Cynicism is not an option

It is always important to exercise our right to vote. However, in light of all that has happened in just this year, it is more imperative than ever. The pandemic has opened the eyes of many to the various inequities that have always existed in our society; they have now been brought into the light. It is not only the national offices that are important, but the local offices are just as important because they affect our day to day existence (school board, city council, etc.).  There is a power in casting a ballot for the candidate(s) and ballot measures that are of concern to each of us. If it were not important, those in power would not be working so diligently to make voting difficult.

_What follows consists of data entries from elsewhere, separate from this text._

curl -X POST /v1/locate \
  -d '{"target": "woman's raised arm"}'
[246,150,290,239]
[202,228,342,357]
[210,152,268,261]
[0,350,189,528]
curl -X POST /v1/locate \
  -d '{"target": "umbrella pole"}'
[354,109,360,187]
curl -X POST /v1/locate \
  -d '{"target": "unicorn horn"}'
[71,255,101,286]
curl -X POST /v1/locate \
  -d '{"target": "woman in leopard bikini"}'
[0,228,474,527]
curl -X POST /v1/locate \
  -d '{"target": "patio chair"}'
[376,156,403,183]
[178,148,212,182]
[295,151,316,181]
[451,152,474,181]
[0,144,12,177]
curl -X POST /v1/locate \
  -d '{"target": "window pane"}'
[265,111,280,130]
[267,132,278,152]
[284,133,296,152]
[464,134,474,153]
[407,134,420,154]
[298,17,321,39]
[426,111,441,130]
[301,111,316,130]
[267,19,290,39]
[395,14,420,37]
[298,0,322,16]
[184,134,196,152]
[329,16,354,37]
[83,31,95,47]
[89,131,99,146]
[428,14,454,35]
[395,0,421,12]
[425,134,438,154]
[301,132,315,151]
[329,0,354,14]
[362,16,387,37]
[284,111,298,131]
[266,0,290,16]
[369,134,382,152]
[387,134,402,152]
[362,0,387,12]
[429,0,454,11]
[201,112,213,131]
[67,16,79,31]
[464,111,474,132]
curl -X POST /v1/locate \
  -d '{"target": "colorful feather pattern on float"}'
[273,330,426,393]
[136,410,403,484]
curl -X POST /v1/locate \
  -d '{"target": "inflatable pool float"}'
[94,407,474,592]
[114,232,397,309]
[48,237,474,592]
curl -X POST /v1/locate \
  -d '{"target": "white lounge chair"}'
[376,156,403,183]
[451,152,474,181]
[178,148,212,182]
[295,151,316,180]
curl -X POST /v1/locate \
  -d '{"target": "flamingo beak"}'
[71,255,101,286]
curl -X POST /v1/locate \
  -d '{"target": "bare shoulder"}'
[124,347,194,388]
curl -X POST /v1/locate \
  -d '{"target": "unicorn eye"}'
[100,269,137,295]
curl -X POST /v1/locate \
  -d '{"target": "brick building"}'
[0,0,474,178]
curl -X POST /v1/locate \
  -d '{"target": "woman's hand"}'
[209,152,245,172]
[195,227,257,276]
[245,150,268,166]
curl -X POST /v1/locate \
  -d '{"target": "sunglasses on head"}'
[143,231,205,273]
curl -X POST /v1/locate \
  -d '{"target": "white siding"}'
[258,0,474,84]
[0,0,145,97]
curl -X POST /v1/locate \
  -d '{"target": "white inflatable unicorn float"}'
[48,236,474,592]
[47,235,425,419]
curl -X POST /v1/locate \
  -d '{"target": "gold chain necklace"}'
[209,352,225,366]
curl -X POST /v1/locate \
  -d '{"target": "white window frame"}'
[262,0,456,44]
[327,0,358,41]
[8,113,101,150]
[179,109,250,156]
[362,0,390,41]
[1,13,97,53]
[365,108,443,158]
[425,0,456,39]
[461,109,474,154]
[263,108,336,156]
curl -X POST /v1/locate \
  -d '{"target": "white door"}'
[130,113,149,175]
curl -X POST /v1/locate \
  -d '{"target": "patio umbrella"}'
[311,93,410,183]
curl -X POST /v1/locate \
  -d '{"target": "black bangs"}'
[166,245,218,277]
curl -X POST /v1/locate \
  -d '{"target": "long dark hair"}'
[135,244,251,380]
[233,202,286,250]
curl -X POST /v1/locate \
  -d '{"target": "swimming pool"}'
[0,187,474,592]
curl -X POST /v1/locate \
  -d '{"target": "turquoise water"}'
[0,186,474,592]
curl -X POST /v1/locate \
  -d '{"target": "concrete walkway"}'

Recently we lost Rep. John Lewis. This is a quote from the 50th anniversary of the March on Washington. “Almost 50 years ago, I gave a little blood on that bridge in Selma, Alabama, for the right to vote. I am not going to stand by and let the Supreme Court take the right to vote away from us. … You must get out there and push and pull and make America what America should be for all of us. We must say to the Congress, ‘Fix the Voting Rights Act!’” Much blood has been shed over the years in obtaining the basic right to vote.  Two of the martyrs in that effort were Harry and Harriette Moore.

(The following is excerpted from the NAACP website)

“In 1934, Harry Moore started the Brevard County NAACP, and steadily built it into a formidable organization. By 1941, NAACP work had become Moore’s driving obsession. In 1941, he organized the Florida State Conference of the NAACP, and soon became its unpaid executive secretary. In 1943, he moved into an even more dangerous arena: lynching and police brutality. At first, his protests were confined to letters to the governor, but he quickly threw himself directly into lynching cases, taking sworn affidavits from the victims’ families and even launching his own investigations. From that point until his death, Moore investigated every single lynching in Florida.  In June 1946, he and Harriette were both fired from their teaching jobs. Realizing that he would be blacklisted from teaching, Moore took a bold step: he became a full-time, paid organizer for the Florida NAACP.”

“On Christmas Day 1951, Moore was killed when a bomb was placed beneath the floor joists directly under his bed. Moore died on the way to the hospital; his wife, Harriette, died nine days later. The protests over the Moore’s deaths rocked the nation, with dozens of rallies and memorial meetings around the country. President Truman and Florida Governor Fuller Warren were inundated with telegrams and protest letters. In 1952 the FBI launched a massive investigation of their deaths and Ku Klux Klan activity in Central Florida. The investigation pointed toward three Klan members, one of whom committed suicide the day after a FBI interview. The investigation slowed down Klan activity, but led to no arrests. Four dead Klansmen were implicated in the murders. After three investigations, the most recent review having been closed August 2006, the case is closed but remains unsolved.”

“The Ballad of Harry Moore” was written by Langston Hughes in honor and memory of Harry and Harriette Moore. Access to the privilege of voting has come at too high a price to be ignored or taken for granted.

“Freedom is people realizing they are their own leader.” – Diane Nash, Coordinator of the Freedom Riders.